During active uterine infection the endometrium increases expression of inflammatory markers and alters prostaglandin secretion [13, 14]. Surprisingly, even after the clearance of infection, persistent changes to the transcriptome of granulosa cells, endometrium and oviduct tissues are apparent in cows months after uterine infection, demonstrating uterine infection imparts a long-term impact on reproductive tissues that may contribute to altered fertility of cows after resolution of uterine disease [15, 16]. In healthy cows, the endometrial environment during early pregnancy (days 15–17) is largely influenced by the secretion of interferon-tau (IFNT) by the conceptus which drives maternal recognition of pregnancy.
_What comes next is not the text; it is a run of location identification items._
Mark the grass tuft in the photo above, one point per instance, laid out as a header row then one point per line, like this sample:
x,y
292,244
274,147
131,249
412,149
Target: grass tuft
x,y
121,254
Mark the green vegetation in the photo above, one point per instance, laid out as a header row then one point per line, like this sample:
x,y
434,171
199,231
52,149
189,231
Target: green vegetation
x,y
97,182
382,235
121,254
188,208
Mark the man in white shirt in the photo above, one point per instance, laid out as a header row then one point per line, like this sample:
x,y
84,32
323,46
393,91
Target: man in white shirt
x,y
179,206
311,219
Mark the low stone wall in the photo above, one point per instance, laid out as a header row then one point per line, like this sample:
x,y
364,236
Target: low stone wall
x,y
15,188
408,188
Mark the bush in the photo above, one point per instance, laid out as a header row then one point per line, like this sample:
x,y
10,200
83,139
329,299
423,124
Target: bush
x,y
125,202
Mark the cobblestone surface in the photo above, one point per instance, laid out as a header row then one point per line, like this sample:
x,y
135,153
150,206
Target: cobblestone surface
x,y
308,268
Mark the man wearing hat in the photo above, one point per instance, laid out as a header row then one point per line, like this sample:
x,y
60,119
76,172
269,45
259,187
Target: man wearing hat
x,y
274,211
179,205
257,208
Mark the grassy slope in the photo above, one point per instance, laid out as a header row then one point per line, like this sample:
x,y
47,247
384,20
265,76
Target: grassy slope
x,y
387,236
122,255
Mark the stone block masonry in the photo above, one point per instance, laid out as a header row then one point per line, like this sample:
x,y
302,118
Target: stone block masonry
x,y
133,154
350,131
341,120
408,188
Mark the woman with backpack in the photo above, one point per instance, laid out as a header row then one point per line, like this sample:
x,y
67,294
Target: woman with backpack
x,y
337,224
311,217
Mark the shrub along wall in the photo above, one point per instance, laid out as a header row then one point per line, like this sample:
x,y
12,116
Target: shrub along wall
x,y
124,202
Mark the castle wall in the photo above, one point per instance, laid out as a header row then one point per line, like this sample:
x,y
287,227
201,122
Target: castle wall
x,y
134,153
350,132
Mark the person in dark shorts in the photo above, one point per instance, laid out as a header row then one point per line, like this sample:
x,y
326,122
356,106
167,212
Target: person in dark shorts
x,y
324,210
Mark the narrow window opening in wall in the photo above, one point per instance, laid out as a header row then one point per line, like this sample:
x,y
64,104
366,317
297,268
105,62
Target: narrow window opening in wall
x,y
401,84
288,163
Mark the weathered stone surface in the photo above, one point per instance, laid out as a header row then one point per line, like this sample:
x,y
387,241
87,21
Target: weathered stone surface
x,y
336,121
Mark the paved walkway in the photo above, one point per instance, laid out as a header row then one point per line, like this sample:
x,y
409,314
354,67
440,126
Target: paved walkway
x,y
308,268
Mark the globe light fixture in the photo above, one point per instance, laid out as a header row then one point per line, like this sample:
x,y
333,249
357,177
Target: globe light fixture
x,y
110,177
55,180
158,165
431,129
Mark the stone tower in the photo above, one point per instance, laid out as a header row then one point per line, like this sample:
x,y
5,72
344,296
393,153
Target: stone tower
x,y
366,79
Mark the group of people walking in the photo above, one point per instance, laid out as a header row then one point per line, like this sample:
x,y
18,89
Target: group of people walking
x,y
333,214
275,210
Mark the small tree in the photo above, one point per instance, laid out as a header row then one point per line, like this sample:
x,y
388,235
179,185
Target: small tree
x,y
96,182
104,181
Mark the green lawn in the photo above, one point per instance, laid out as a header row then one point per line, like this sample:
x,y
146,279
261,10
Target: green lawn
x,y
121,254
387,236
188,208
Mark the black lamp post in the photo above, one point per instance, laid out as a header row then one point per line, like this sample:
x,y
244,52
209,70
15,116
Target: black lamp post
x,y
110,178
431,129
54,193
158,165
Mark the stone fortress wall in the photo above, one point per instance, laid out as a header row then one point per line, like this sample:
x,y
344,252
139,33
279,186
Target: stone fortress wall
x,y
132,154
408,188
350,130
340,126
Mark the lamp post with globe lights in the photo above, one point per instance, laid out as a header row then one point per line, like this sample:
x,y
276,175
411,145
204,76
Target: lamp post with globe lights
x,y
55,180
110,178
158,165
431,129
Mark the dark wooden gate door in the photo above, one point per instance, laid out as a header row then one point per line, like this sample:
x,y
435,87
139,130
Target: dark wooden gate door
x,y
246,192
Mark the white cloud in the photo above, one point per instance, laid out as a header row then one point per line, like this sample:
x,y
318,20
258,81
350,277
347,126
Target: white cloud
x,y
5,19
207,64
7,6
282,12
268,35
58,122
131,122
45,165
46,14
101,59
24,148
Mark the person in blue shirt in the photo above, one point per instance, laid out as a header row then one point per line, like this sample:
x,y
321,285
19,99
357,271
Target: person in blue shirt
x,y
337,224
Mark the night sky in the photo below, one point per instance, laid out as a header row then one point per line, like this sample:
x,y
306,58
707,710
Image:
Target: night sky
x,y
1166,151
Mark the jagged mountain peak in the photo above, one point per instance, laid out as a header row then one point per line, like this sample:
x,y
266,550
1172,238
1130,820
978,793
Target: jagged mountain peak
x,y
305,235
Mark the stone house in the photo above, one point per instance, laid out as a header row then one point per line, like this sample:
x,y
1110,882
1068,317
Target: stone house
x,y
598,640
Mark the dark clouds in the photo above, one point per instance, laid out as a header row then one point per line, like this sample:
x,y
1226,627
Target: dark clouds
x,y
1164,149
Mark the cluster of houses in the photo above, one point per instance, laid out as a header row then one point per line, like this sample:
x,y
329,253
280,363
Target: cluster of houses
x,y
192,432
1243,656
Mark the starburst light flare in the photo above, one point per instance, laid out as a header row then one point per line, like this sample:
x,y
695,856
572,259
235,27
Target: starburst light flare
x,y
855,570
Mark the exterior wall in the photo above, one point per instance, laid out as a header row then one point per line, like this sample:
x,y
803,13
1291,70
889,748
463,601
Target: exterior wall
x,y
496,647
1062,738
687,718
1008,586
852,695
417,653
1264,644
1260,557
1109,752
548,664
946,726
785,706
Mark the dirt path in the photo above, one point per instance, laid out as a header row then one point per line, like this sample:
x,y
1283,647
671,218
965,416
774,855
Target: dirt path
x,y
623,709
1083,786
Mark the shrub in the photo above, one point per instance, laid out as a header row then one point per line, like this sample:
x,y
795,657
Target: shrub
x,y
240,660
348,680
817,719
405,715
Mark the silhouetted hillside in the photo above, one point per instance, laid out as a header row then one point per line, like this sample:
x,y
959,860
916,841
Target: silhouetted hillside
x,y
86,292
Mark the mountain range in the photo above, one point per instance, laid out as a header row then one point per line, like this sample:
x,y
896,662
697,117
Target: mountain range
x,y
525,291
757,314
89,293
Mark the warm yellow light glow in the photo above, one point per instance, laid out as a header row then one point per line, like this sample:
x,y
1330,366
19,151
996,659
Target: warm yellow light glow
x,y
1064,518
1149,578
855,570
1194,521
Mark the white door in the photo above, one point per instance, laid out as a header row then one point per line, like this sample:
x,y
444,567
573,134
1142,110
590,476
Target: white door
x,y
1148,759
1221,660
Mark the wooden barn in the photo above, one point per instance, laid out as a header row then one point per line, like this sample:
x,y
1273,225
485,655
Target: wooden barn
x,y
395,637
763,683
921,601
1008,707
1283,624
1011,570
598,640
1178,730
Many interferon-inducible genes such as ISG15, MX1, MX2, OAS1, and STAT1, are upregulated in the endometrium of pregnancy in healthy cows compared to cycling cows at the time of maternal recognition of pregnancy [1719]. However, it remains unclear which of these genes are essential for pregnancy, and whether the detrimental effects of uterine infection are evident in the endometrial transcriptome of pregnancy.

To disentangle the effects of age, lactation, and the postpartum period, we took advantage of nonlactating, primiparous cows that were subjected to experimental uterine infection with pathogenic bacteria [10]. We hypothesized that uterine bacterial infection alters the endometrial transcriptomic signature of pregnancy after the resolution of disease. Using endometrial tissues collected from a previous experiment [10], we evaluated the endometrial transcriptome of pregnant and non-pregnant cows 146 days after intrauterine infusion with pathogenic bacteria. We then used bioinformatics to compare the endometrial transcriptome of previously infected cows with the endometrial signature of pregnancy in healthy cows from previous studies. Finally, we verified the discrepancies between the infected and healthy cows using qPCR for selected genes from cows infused with bacteria or vehicle medium. We found that there is a consistent endometrial transcriptomic signature of pregnancy regardless of prior uterine infection. However, some pregnancy-associated genes were not altered in cows after uterine infection, while a cohort of unique pregnancy related genes were identified in cows after infection. The absence or presence of these defined genes may contribute to the subfertility observed in cows after uterine infection.

Materials and methods

The University of Florida Institutional Animal Care and Use Committee approved all animal procedures (protocol number 201508884). The experiment was conducted from February to August 2018 at the University of Florida Dairy Research Unit. Methodology and data pertaining to intrauterine infusion, disease progression, ovarian function, developmental competence of oocytes after in vitro fertilization, and embryo quality have been previously reported [10]. All previous analysis was performed comparing vehicle infused cows with bacteria infused cows, regardless of pregnancy status [10]. Briefly, 23 two-year old primiparous non-lactating Holstein cows had estrous cycles synchronized prior to the intrauterine infusion of vehicle medium (n = 11) or Escherichia coli MS499 and Trueperella pyogenes MS249 (n = 12), designated as day 0 of the experiment. On experimental day 110, estrous cycles were synchronized and on experimental day 130, all cows were artificially inseminated with 500 μL of commercial semen from the sire Passat 7HO12659 (Select Sires, Plain City, OH). All cows were slaughtered by captive bolt followed by exsanguination at a USDA approved abattoir on experimental day 146, sixteen days after insemination to determine pregnancy status by flushing of the uterus. The uterine horn ipsilateral to the corpus luteum was opened and intercaruncular endometrium was dissected with sterile forceps and scissors, snap frozen in liquid nitrogen and stored at -80°C until processed for RNA sequencing. No cows had clinical signs (vaginal discharge, uterine pus, fever) of uterine infection at the time of insemination (day 130) or slaughter (day 146).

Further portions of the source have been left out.